Pandaseq doesn't recognize fastq files #79

Closed concscid closed 4 years ago

concscid commented 4 years ago

Hi,

I'm trying to run pandaseq on a set of 16S sequences in fastq files. I use the same script I always use, which usually works fine. However, these last few days I keep getting the following message:

ERR NOFILE My_samples/C8_P269_L001_R1_001.fastq Too confused to continue. Try -h for help.

The samples are in the folder and in .fastq though. Pandaseq doesn't seem to recognize them for some reason. Any idea of why this is happening?

Thank you!

apmasell commented 4 years ago

What is the full command line you are using? This error is from the operating system when the file cannot be opened or if it is compressed but corrupted.

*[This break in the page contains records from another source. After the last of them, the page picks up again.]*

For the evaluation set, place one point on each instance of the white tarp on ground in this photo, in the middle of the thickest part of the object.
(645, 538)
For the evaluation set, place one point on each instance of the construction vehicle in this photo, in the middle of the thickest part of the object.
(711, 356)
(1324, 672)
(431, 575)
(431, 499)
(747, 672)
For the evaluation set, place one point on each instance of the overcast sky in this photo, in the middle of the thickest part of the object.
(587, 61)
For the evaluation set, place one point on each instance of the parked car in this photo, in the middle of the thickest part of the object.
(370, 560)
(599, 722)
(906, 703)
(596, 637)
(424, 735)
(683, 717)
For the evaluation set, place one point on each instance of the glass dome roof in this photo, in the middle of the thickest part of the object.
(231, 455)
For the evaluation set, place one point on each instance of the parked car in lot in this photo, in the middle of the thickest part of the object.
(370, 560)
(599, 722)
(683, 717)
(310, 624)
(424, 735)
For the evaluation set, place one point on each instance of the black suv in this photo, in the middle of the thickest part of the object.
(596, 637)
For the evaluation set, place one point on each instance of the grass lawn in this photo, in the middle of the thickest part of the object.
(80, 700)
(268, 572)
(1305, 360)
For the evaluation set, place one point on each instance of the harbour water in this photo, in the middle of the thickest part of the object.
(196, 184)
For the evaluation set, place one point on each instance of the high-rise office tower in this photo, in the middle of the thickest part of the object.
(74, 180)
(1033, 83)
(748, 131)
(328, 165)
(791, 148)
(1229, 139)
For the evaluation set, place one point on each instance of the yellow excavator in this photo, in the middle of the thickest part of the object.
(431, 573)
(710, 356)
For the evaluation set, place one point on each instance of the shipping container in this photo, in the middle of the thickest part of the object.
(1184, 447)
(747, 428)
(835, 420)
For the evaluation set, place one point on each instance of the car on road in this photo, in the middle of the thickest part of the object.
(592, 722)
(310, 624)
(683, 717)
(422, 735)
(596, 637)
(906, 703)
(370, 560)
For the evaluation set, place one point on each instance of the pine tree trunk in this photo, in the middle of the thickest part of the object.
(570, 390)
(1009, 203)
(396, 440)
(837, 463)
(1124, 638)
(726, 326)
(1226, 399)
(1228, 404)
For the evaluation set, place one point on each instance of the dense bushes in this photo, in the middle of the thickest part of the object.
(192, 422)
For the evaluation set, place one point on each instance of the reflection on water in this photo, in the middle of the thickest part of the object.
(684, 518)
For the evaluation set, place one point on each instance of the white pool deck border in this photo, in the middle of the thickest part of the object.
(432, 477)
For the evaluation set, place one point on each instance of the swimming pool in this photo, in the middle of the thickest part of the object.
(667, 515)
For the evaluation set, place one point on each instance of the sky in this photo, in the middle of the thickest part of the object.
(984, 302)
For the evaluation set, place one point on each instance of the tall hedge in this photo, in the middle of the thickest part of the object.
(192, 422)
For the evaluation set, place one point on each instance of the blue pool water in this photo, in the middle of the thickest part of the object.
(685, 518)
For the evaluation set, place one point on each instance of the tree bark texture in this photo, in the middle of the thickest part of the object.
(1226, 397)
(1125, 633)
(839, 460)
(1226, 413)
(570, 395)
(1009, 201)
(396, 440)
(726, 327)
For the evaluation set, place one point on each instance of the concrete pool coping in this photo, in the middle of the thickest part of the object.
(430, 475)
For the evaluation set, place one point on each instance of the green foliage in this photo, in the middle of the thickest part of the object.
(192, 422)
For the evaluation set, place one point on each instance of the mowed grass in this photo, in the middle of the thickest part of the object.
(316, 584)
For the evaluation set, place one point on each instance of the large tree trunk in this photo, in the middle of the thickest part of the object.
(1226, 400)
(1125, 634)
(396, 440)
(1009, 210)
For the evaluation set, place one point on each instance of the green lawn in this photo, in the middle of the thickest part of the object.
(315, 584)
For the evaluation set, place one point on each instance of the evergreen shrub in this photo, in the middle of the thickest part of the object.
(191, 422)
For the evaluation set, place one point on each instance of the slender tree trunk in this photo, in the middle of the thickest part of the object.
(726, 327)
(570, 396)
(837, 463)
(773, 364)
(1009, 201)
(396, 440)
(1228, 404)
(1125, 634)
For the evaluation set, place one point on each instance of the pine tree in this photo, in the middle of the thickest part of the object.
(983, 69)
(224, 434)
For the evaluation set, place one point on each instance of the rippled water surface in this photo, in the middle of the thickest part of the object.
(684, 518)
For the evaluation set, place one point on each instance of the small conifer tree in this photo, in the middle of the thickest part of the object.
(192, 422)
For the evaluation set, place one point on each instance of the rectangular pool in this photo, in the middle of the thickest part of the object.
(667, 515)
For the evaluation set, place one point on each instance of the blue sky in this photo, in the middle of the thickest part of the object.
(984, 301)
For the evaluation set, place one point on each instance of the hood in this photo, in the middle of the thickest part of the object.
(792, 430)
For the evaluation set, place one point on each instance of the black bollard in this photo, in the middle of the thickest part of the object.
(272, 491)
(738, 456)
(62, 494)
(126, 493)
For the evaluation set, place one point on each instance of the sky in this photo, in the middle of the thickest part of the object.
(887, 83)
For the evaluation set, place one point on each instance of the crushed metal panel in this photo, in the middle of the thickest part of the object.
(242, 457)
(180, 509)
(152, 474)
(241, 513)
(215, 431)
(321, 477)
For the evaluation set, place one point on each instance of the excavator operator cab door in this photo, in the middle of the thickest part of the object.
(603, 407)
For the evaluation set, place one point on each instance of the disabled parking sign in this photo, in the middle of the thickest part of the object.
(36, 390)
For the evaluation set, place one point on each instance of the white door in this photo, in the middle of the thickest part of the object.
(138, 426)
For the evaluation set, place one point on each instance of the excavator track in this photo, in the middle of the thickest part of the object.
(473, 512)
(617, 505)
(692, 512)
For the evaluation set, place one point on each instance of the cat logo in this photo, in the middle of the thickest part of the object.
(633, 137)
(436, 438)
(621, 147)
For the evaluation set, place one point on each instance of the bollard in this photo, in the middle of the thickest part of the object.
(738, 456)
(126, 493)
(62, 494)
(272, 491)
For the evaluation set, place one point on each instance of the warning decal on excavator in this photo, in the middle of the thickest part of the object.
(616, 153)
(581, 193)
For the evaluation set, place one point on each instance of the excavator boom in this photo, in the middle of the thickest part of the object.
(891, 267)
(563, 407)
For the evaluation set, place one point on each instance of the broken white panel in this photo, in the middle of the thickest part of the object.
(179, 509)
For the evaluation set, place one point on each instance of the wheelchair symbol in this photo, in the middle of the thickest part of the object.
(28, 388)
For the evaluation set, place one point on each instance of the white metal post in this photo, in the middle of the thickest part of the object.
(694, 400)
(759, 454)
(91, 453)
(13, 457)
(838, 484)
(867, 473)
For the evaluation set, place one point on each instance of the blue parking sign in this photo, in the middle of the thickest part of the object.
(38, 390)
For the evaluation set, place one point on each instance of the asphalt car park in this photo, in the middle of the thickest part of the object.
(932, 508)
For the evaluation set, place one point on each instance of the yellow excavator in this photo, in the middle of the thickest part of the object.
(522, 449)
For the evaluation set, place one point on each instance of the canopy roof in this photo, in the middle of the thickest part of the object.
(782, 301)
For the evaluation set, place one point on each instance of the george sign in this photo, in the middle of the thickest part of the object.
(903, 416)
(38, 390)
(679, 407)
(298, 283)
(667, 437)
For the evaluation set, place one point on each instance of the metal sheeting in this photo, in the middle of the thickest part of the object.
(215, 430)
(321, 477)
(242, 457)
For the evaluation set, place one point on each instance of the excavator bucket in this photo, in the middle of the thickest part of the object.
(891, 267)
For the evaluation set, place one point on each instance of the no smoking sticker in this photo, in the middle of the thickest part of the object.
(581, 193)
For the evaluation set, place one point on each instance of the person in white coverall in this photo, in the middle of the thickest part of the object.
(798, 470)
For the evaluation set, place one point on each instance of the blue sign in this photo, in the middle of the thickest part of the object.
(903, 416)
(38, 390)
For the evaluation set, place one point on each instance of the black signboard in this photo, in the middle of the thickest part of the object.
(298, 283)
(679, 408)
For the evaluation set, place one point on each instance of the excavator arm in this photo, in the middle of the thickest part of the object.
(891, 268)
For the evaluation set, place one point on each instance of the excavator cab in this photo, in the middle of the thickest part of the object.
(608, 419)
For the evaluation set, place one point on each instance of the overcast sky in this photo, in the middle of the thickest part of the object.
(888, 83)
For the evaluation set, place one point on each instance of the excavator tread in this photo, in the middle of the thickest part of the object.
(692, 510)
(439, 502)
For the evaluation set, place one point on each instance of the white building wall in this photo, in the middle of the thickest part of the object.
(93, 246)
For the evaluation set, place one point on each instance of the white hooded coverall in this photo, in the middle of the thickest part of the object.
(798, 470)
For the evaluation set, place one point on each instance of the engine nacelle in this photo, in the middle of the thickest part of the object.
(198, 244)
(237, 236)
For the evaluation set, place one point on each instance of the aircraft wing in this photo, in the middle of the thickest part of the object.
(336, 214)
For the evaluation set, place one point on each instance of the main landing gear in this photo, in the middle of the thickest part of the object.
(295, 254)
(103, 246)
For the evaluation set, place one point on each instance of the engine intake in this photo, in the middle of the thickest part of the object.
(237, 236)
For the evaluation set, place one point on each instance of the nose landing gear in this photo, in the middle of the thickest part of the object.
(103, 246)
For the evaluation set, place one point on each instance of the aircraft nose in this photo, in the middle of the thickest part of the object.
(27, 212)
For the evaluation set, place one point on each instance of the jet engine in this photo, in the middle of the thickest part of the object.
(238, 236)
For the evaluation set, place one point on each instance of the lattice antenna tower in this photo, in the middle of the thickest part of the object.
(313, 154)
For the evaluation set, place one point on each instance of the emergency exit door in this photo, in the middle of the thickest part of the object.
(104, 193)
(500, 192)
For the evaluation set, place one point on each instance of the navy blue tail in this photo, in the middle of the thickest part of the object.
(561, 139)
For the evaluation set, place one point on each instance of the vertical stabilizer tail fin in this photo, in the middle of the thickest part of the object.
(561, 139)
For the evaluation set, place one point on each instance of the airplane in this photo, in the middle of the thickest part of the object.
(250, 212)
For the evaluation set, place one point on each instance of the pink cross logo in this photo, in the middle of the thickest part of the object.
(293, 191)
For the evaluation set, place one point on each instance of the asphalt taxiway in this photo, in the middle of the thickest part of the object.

concscid commented 4 years ago

!/usr/bin/env python

-- coding: utf-8 --

import subprocess from multiprocessing import Pool, current_process from os import listdir, mkdir, path from pprint import pprint, pformat import cmd from time import sleep

sample_dir="My_samples/" RDP_dir = sample_dir + 'RDP_classifier/' RDP_res_dir = RDP_dir + 'results/'

def main(): print "Génération de la liste des échantillons" list_samples = [] for f in listdir(sampledir): if '.fastq' in f: fname = f.split('.')[0] splitted = fname.split('') fname = splitted[0] + "_" + splitted[1] if fname not in list_samples: list_samples.append(fname)

print "Fusion des R1-R2"

if not path.exists(RDP_dir):
    mkdir(RDP_dir)
for f in list_samples:
    print "Traitement de " + f
    cmd = "/softs/manual/ampere/pandaseq/pandaseq " + \
         "-f " + sample_dir + f + "_L001_R1_001.fastq " +  \
         "-r " + sample_dir + f + "_L001_R2_001.fastq " + \
         "-A rdp_mle -a -B -l 410 -L 500 -o 20 -O 100 -T 4 " + \
         "-w " + RDP_dir + "res_" + f + "_pandaseq_bis.fasta " + \
         "-g " + RDP_dir + "log.txt"

    subprocess.call(cmd, shell=True)

Here's the command line. The problem might be in the files then?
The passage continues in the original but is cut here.